If you are using any connections in your application, such as connections to a database you need sure to disconnect and reconnect after the resque pool worker forks. You can ensure this happens with this code in your Rakefile:

# this task will get called before resque:pool:setup
# and preload the rails environment in the pool manager
task "resque:pool:setup" do
  # close any sockets or files in pool manager
  ActiveRecord::Base.connection.disconnect!
  Resque::Pool.after_prefork do
    ActiveRecord::Base.establish_connection
  end
end

Starting

Now that you have declared the number of Resque workers you wish to run in your initializer you can start them locally by running:

$ bundle exec resque-pool

In production you will need this line in your Procfile:

worker: bundle exec resque-pool

Scaling up workers

How many Resque workers can be run in your resque pool? The number is a function of the size of your app and the size of the dyno you are running on. Each new worker consumes extra memory and adds extra processing power. We recommend using the runtime metrics labs feature to determine the amount of memory an active worker dyno running resque-pool is consuming. If the amount of memory is under the maximum size of the dyno you’re using then increase your WORKER_CONCURRENCY. Keep increasing it, however you want to make sure that your app never goes over the memory limit or it will begin to swap and your worker dyno will become very slow.

Concerns

The primary concern with running multiple processes in a dyno is keeping them alive. Heroku can only monitor the process declared directly in your Procfile. If this process crashes we can detect that and restart it. However if that process spins up a child process and that child process crashes we have no way of knowing that or restarting the child process.

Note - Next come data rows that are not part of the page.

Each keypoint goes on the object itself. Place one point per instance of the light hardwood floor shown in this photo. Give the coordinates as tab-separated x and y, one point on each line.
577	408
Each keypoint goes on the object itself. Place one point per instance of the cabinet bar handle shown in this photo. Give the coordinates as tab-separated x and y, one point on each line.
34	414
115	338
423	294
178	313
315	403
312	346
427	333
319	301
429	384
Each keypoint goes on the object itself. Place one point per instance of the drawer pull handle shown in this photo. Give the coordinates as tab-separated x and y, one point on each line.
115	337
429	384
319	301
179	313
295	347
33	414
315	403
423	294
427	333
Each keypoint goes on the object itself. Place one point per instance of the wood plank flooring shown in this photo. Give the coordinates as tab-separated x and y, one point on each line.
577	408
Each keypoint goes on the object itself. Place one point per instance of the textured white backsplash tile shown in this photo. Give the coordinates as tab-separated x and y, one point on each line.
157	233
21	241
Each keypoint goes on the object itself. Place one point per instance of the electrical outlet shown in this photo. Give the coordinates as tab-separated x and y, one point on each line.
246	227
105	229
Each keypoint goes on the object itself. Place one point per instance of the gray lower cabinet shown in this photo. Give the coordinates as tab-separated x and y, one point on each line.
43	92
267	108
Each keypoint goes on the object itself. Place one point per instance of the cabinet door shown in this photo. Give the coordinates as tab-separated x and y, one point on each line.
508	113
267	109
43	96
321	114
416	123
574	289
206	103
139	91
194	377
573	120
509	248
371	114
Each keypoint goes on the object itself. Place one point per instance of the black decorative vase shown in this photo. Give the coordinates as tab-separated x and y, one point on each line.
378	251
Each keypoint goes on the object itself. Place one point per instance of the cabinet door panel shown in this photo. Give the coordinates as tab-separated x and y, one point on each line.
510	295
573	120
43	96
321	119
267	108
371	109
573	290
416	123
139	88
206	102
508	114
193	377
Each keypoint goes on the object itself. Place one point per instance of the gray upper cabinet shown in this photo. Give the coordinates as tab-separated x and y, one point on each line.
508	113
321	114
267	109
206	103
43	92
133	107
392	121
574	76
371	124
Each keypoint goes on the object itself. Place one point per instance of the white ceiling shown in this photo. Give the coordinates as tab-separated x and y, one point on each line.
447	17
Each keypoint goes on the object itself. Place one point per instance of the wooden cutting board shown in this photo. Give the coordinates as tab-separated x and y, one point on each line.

Due to this it is important that any multi process programs properly manage themselves. In this case resque-pool will make sure that any crashed processes are restarted and additional processes are reaped. That being said there are potential edge cases such as zombie processes or processes that thrash (continually crash and restart) that it may not deal with.

When transitioning over to resque-pool it is recommended you do so first locally, and then on a staging server so you can better monitor its behavior with your application before you place it into production.